Time for Quebec to put aside gripes

The circling of wagons to guard against the ominipresent external threat is the time-honoured tactic of Quebec governments in trouble.

Conseil de la fédération - les "fruits amers"...

OTTAWA - Quebec has defined itself as a grievance society, right down to its official motto, Je me souviens -- most often taken to mean "I remember what the English did to the French."
This has given Quebec premiers of all stripes moral purchase when dealing with self-flagellating federal governments. Benoit Pelletier, the Quebec Intergovernmental Affairs Minister, was only the latest in a long line of provincial extortionists seeking to wring yet more concessions from Ottawa this week when he said that Jean Charest's Liberal government wants to see Quebec's distinctiveness recognized in the Constitution in a charter of open federalism. "We will be very insistent," he said.
But at what point should Quebecers resolve that ancient enmities have been redressed and it's time to look closer to home for what ails their province? How about in the wake of a new report from the C.D. Howe Institute, which suggests that French Canadians are thriving economically, compared with the 1970s when incomes were lower than those of other ethnic groups?
The study by Francois Vaillancourt, Dominique Lemay and Luc Vaillancourt, entitled [Laggards No More->8071], says that the socio-economic status of francophones in Quebec has increased steadily since 1960, whether the measure is labour income, returns on language skills or ownership of the Quebec economy (up to 67% now from 47% in the 1960s).
Incomes of bilingual francophones now surpass all others, whether among men or women. In 1970, bilingual francophones barely earned the same as anglophones who didn't speak a word of French -- today the francophones are almost $5,000 ahead.
Although unilingual francophones still tend to trail other income groups, the authors note that in the years since the introduction of free trade in 1989, there has been a strengthening of the status of French in Quebec, "even as the unilingual English-U.S. market has become more important for Quebec firms."
"The relative status of francophones within Quebec itself is under no immediate threat," concluded the authors.
A month living with a French family in the nationalist heartland of the Saguenay offered first-hand testimony of this growing confidence that Quebec's culture and future are best protected within Canada.
Yet Mr.
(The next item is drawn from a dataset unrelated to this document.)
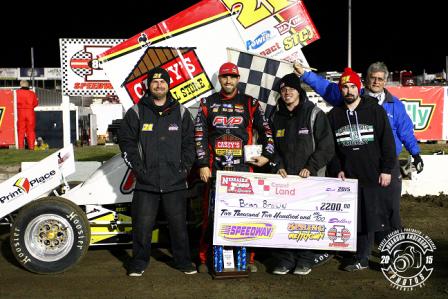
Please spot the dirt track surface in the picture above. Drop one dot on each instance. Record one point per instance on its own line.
(101, 274)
Pelletier's statement this week ignores the gains that have been made and, in pressing for new constitutional negotiations, opens a new and dangerous front in the hostilities between Quebec and Ottawa.
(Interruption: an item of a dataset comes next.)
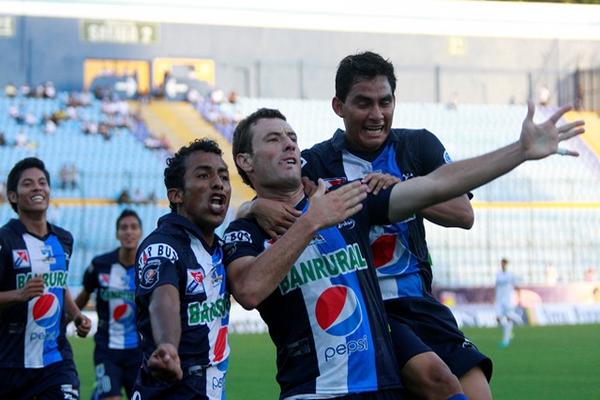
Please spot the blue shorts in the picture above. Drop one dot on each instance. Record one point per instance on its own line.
(422, 324)
(57, 381)
(198, 383)
(116, 369)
As was perhaps inevitable in the aftermath of Mr. Charest's wafer-thin victory this spring, the provincial government is now wrapping itself in the fleurde-lis, in an attempt to steal thunder from the Parti Quebecois under new leader Pauline Marois and Mario Dumont's Action democratique du Quebec.
Mr. Pelletier said his government will press Ottawa to be specific on what its recognition of the Quebecois as a "nation" really means. In addition, he wants to set limits on federal spending powers that will "protect" the province.
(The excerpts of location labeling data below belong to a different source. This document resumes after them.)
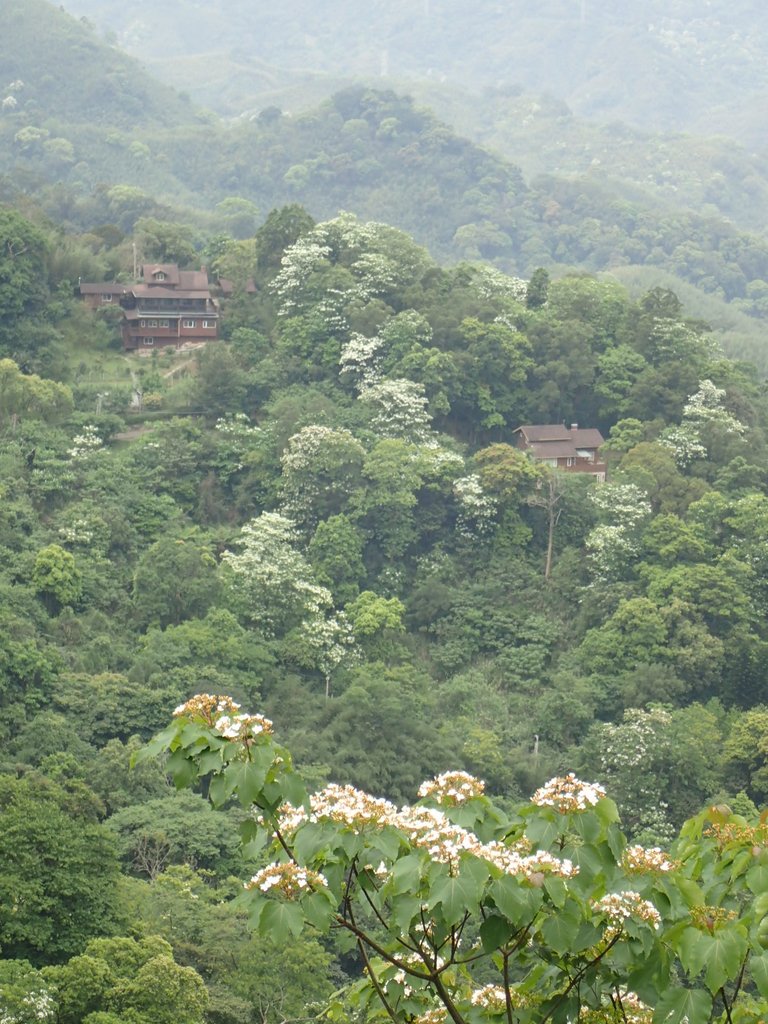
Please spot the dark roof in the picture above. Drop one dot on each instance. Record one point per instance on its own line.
(158, 292)
(553, 440)
(553, 450)
(545, 432)
(587, 437)
(170, 271)
(105, 287)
The circling of wagons to guard against the ominipresent external threat is the time-honoured tactic of Quebec governments in trouble. Mr. Pelletier's comments echo those made in the Quebec election by Mr. Dumont, who campaigned for a constitutional amendment to curb Ottawa's spending powers. He has long been sympathetic to the Allaire Report, produced by former Quebec Liberal dissident and first ADQ leader Jean Allaire, which suggested that Ottawa be left with sole jurisdiction of just five areas: defence, tariffs, currency, the national debt and equalization. All others, including foreign policy, were to be shared with the provinces.
Now it looks like Mr. Charest's Liberals are also bent on taking the "autonomist" line pioneered by the ADQ, a move that would leave the federal government as little more than a husk. This would force the ADQ to support Mr. Charest or look hypocritical. Ms Marois can be expected to fall into line behind the other two leaders, confident that nothing good for the federation can emerge.
All of this makes Finance Minister Jim Flaherty's pronouncement that federal-provincial bickering was "fini" after his budget look as wildly optimistic as a personals ad looking for a double-jointed supermodel who owns her own brewery.
The Conservatives handed the Charest government "nation" status and $700-million in additional equalization payments, only to see the money used to fund tax cuts instead of services.
When Mr. Charest comes calling again, Prime Minister Stephen Harper could be forgiven if he asks the Quebec Premier to choose between yet more demands and his professed support for federalism. Patience in donor provinces is running thin and Mr. Harper might wish to point to the new evidence that francophone Quebeckers have never had it so good before wading into the quagmire of yet more constitutional talks.